All Databases MacTech Vol 08-1992

FORTRAN Comparisons

Volume Number: 8

Issue Number: 7

Column Tag: Jörg's Folder

FORTRAN Comparisons Ä

The sequel.

By Jörg Langowski, MacTutor Regular Contributing Author

After my September column on numerical precision in the two competing

FORTRAN compilers from Absoft and Language Systems, we received an irate comment

from an Absoft user that this comparison was not fair and I hadn’t compared both

products to their maximum advantage. Excerpt (the less irate part of it) follows, the

author wished that his name not be divulged:

“ Mr. Langowski runs his benchmarks using opt=3 for Language Systems but

only basic optimization for Absoft. This is patently unfair. Absoft has loop unrolling and

subroutine inclusion opts that he ignores. These greatly speed up the benchmarks. He

also penalizes Absoft by including the -e option.

I have run similar comparisons with Absoft armed in double precision mode, so

all arithmetic is comparable in accuracy. For the Whetstones, on an FX I get over 6000

with Absoft, which is better than what he gets with a Quadra 700. With a Quadra 950, I

get over 13,800 MWhets from Absoft, while I get roughly 5600 from Language

Systems.

I should point out that the Absoft manual discusses the problem of extended

arithmetic and comparisons, and notifies you of the calls to arm the FPU. I agree that

Language Systems has better support for things like Apple Events etc., but lets make

sure comparisons are fair. I should also mention that Absoft routinely compiles my

code, at all comparable levels of optimization, faster than does Language Systems. ”
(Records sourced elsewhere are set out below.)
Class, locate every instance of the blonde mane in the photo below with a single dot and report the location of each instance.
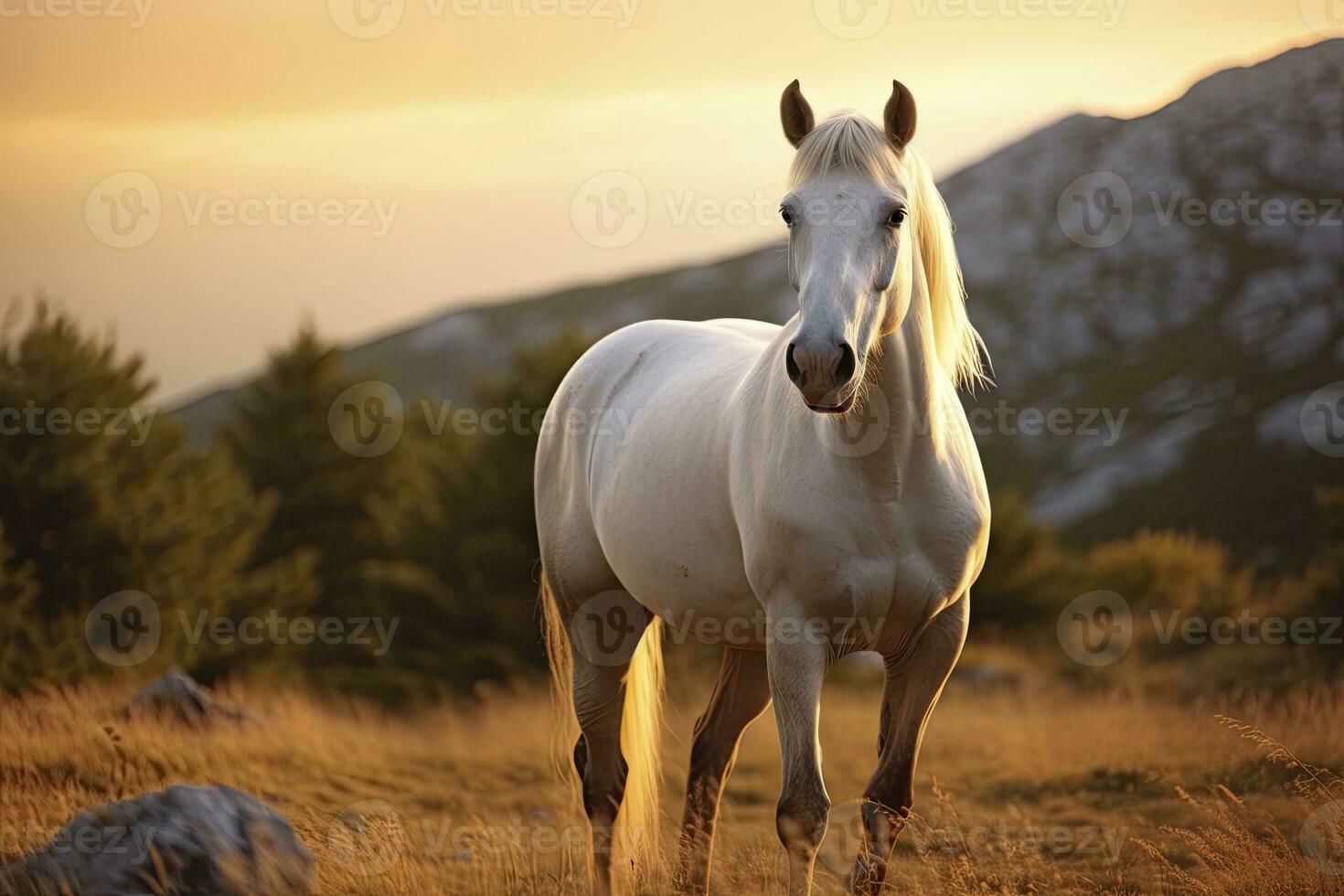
(848, 142)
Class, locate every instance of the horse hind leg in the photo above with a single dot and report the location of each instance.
(910, 693)
(594, 638)
(741, 693)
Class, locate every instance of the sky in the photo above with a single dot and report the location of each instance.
(202, 176)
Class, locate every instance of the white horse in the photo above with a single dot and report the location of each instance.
(791, 531)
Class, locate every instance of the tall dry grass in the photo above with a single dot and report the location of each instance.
(1029, 789)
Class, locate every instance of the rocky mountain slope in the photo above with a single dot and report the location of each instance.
(1161, 295)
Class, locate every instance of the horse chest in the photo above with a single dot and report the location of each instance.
(849, 551)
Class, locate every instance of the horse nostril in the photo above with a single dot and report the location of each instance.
(844, 367)
(792, 367)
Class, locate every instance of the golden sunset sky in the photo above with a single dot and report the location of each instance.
(474, 123)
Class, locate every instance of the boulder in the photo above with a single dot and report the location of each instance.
(195, 841)
(177, 696)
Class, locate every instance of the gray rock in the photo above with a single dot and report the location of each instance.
(177, 696)
(208, 841)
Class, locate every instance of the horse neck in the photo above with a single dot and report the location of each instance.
(909, 372)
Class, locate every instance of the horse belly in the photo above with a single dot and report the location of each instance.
(668, 534)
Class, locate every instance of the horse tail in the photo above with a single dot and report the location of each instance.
(641, 743)
(641, 726)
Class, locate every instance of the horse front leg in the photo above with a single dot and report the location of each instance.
(797, 667)
(912, 686)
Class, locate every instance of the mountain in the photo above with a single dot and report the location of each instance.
(1149, 278)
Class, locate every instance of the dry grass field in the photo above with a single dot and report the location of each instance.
(1023, 789)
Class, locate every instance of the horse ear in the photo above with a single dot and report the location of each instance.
(900, 117)
(795, 114)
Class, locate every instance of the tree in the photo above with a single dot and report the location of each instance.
(474, 540)
(293, 438)
(100, 493)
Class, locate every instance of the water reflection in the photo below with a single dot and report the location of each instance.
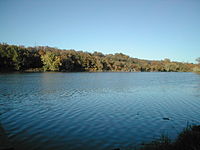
(96, 110)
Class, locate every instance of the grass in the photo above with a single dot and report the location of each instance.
(188, 139)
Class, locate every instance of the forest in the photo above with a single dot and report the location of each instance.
(44, 58)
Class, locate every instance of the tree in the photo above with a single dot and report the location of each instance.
(198, 60)
(51, 62)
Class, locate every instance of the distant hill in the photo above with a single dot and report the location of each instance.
(44, 58)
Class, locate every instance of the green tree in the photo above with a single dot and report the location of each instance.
(51, 61)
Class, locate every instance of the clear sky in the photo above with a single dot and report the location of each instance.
(146, 29)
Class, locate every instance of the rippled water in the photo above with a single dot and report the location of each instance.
(101, 111)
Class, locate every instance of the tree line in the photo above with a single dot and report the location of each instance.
(44, 58)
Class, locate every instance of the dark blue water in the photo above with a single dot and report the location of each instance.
(101, 111)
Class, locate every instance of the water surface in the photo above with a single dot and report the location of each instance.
(100, 111)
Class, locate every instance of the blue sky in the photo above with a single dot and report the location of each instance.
(146, 29)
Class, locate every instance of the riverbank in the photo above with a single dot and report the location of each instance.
(188, 139)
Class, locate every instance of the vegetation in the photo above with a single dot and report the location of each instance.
(44, 58)
(188, 139)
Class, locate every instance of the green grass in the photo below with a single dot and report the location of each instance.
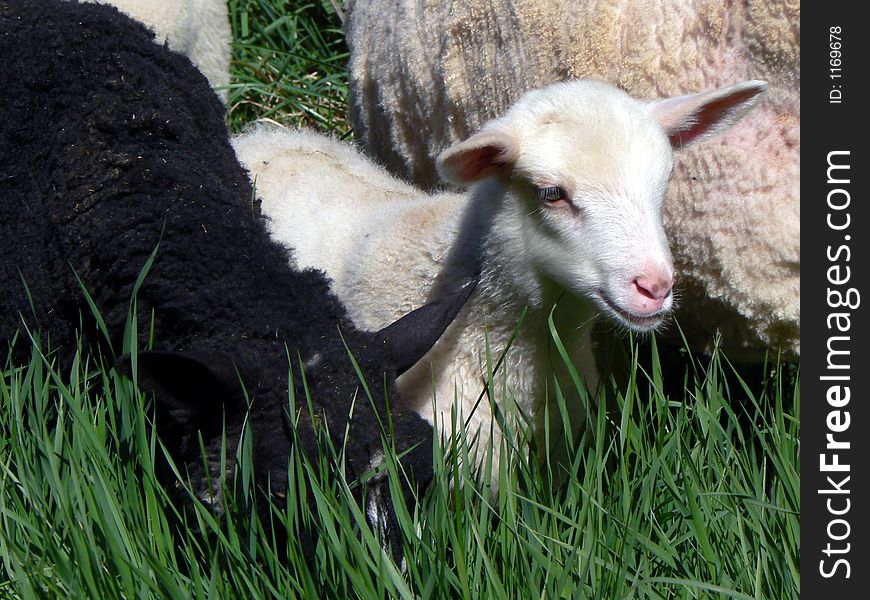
(688, 497)
(289, 64)
(693, 494)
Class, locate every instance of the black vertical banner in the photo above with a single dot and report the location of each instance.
(835, 298)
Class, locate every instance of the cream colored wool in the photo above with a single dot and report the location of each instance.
(596, 248)
(199, 29)
(427, 73)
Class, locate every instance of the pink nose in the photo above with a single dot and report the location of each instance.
(651, 291)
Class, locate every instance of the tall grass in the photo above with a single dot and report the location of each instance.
(289, 64)
(692, 493)
(686, 497)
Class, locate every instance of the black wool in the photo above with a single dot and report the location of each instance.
(111, 144)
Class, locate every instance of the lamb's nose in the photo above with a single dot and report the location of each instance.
(656, 287)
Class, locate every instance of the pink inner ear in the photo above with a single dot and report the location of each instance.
(476, 163)
(707, 117)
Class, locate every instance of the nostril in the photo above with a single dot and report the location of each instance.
(654, 289)
(643, 290)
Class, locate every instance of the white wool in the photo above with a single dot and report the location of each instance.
(389, 247)
(425, 74)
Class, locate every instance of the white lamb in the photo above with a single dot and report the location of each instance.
(564, 207)
(732, 213)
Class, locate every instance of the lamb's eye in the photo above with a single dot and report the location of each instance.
(552, 195)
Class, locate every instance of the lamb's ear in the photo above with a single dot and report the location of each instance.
(688, 118)
(482, 155)
(194, 386)
(411, 337)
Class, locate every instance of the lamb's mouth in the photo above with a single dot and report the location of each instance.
(633, 320)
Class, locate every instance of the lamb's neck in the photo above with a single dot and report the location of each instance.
(510, 283)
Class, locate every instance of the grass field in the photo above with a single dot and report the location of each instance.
(692, 493)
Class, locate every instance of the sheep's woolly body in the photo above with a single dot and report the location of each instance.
(426, 74)
(380, 270)
(198, 29)
(110, 144)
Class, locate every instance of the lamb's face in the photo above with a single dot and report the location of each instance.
(591, 184)
(586, 168)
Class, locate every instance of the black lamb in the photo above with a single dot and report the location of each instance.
(112, 146)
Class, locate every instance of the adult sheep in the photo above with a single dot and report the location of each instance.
(199, 29)
(111, 144)
(564, 206)
(425, 74)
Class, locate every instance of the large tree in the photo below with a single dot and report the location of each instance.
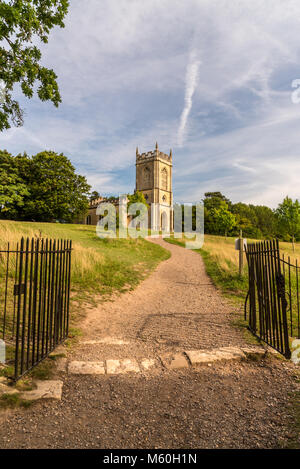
(288, 213)
(12, 188)
(224, 220)
(56, 192)
(22, 24)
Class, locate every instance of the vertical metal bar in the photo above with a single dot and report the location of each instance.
(5, 293)
(16, 276)
(267, 289)
(56, 294)
(48, 332)
(35, 290)
(69, 286)
(63, 307)
(59, 310)
(297, 291)
(29, 338)
(41, 258)
(287, 351)
(290, 295)
(19, 310)
(272, 337)
(275, 340)
(52, 294)
(24, 307)
(44, 296)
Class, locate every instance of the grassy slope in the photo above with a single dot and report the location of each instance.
(222, 261)
(100, 267)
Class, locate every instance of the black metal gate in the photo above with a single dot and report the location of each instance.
(34, 300)
(273, 296)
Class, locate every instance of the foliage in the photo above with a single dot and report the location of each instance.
(43, 187)
(288, 213)
(137, 198)
(22, 24)
(94, 196)
(12, 189)
(224, 220)
(256, 221)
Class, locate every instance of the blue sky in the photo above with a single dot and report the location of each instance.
(210, 79)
In fact, to recommend only one of the compilers was admittedly a little too

strong. I may start with the conclusion of this column, that really both Absoft and LS

Fortran compilers are very good products and have their advantages and disadvantages.

We contacted Absoft, who had been suspiciously silent throughout all this, and asked

them to express their views. We received a very constructive letter that gives a lot of

insight into the tradeoffs that compiler makers have to deal with. Here it is:

“Dear Mr. Langowski,

We would like take to this opportunity to comment on your September column in

MacTutor magazine. It was stated in the article that “Absoft has recently announced

MacFortran II version 3.1.” We actually began shipping version 3.1.2 of MacFortran II

in October of 1991. In addition to the enhancements to the user interface, this version

includes a code generator which takes advantage of the new 68040 floating point

instructions and a math library for FORTRAN intrinsic functions which is based on the

Motorola transcendental function library intended to be used with 68040 based

machines. [in fact, I had used 3.1.2 in the tests; 3.1 was a typo. sorry. -JL].
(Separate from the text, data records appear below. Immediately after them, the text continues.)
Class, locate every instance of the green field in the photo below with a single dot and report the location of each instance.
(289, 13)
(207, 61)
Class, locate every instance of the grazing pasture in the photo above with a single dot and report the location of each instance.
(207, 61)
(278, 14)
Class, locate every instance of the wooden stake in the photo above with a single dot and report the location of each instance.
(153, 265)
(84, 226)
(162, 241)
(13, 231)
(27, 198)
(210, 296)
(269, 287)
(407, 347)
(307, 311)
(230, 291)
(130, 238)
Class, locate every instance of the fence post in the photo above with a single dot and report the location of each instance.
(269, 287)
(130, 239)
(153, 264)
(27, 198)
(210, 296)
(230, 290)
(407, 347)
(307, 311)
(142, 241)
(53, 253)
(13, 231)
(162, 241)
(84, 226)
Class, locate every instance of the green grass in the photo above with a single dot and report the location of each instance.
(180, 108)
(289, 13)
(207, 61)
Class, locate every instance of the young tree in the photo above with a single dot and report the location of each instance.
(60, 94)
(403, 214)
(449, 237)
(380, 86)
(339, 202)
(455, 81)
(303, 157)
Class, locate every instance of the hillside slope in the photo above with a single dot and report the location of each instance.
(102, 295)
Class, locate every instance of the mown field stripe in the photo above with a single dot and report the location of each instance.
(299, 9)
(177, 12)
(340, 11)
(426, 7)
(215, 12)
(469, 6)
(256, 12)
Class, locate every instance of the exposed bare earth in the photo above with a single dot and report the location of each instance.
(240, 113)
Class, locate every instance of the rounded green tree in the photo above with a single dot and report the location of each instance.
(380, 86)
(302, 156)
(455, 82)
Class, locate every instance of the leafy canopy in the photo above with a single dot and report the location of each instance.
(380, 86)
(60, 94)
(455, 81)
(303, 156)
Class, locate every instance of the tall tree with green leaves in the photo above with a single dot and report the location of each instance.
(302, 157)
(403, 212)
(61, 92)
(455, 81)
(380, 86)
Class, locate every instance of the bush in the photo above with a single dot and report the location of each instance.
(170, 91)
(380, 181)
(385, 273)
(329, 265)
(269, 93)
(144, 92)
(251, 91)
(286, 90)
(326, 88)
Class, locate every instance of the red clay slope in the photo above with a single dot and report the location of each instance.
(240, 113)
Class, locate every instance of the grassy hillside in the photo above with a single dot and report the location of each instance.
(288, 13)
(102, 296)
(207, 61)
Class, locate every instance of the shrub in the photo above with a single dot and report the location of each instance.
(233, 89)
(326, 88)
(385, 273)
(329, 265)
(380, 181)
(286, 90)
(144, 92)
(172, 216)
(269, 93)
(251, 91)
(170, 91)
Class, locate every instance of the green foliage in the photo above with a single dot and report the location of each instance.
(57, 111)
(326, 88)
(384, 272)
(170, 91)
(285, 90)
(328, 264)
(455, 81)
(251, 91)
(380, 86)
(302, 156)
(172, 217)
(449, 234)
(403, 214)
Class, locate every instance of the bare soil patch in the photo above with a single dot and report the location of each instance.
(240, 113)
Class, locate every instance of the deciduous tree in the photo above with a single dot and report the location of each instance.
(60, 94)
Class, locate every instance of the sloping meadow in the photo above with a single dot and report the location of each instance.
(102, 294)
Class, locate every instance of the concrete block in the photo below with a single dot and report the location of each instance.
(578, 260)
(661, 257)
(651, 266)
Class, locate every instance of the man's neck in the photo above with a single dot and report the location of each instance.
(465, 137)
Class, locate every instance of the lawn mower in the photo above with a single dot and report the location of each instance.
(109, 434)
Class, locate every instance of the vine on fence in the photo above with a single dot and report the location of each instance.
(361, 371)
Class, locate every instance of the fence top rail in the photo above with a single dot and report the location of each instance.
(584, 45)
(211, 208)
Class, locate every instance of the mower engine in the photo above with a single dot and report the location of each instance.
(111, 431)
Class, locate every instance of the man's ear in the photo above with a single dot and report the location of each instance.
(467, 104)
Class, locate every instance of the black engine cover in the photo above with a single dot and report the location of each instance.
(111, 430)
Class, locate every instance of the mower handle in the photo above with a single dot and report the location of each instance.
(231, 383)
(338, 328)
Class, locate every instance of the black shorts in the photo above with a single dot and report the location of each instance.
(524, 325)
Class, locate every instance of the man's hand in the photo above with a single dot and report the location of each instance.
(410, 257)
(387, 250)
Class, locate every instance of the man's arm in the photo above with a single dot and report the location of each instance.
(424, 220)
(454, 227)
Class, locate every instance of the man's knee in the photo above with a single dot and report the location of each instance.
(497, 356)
A significant portion of the article discusses the Paranoia program which, when

compiled “with Absoft MacFortran 3.1.2, with and without optimizations, produces a

lot of error messagestypical of floating point implementations where roundoff is not

handled correctly.” The method developed in the article to achieve a diagnostic free

result by turning off optimization and using the -e option to prevent the compiler from

maintaining variables in registers is not the solution we would have chosen or

recommended. The Paranoia program can also be successfully negotiated by simply

setting the rounding precision of the floating point unit to the precision of the

benchmark. This procedure is described on pages 5-13 through 5-15 of the Porting

Code chapter of our manual. It has the advantage of not obviating optimization and allows

the compiler to maintain values in registers while still performing rounding to the

width of the variable. However, this still leaves the question of whether it is valid for a

compiler to maintain values in registers as long as possible. We feel that it is, although

we do recognize that there are circumstances where control over the side effects of this

optimization must be made available to the programmer. In particular, we provide

several options and mechanisms to assist in the development of numerically sensitive

programs on machines where the register file is wider than main storage or where fast,

but not necessarily IEEE conforming instructions are present. The MC68040 provides

single and double precision rounded basic operations whose use can improve

performance at the cost of extended precision intermediates. In addition, the VOLATILE

statement (a VAX extension) allows control over individual variables.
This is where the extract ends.